During indexing, can I create a custom lucene stored field that later can be returned from a query?

Is it possible to write a TokenFilter or some other plugin code that, during indexing of a document, can create a custom lucene stored field for this document?

And, if this is possible, can this new custom field be returned in the _search results using the "fields" parameter?

If so, any pointers on how to implement this would be much appreciated!

You can easily create a new field based on another field using copy_to:
https://www.elastic.co/guide/en/elasticsearch/reference/current/copy-to.html

You can apply different analysis (stored or not stored for example) to
these derived fields and they can be retrieved separately with the fields
parameter.

I see what you are saying, but I cannot see how it can achieve what I want.

What I want to do is do some custom analysis during indexing, and store the results of this analysis, and then during a search, return the results of the analysis.

I could be mistaken, but using copy_to, wouldn't the data returned in the new field be the copy of the first field, and not the results of any analysis done on it?

Thanks for your help on this!

I do not think there is no out-of-the-box to achieve what you want.

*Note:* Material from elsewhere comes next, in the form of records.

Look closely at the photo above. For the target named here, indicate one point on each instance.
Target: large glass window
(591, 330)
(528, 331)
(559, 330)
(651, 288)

You can
use the analyze API to analyze the text before it is indexed. If you use
Java, you can recreate the analysis service locally so that you do not even
have to execute an API request of the wire.

A custom plugin should be possible doing exactly the same, just on the
server side. Get field, use the analysis service, index.

Can you elaborate on what kind of result you want to store?

"Storing results of analysis" is what Lucene does by default, it creates a token stream, and "returning the result" is done what is known as matching queries with the index and retrieving document content from _source.

Note, for ES working properly, you need to assure an unmodified _source which is kept throughout the indexing process. So you are correct, the best method to add hidden data to the index is by creating extra fields with attribute store: true, which may be created dynamically ( or not).

The mechanism ES provides to process field content is called field mapper. That means, you can create a plugin that controls a custom field type.

Instead of indexing just a string or number, you can index whatever you want from the input, and under which field name you want. copy_to is just a builtin mechanism for selecting a field name, so there is no need to reinvent the wheel.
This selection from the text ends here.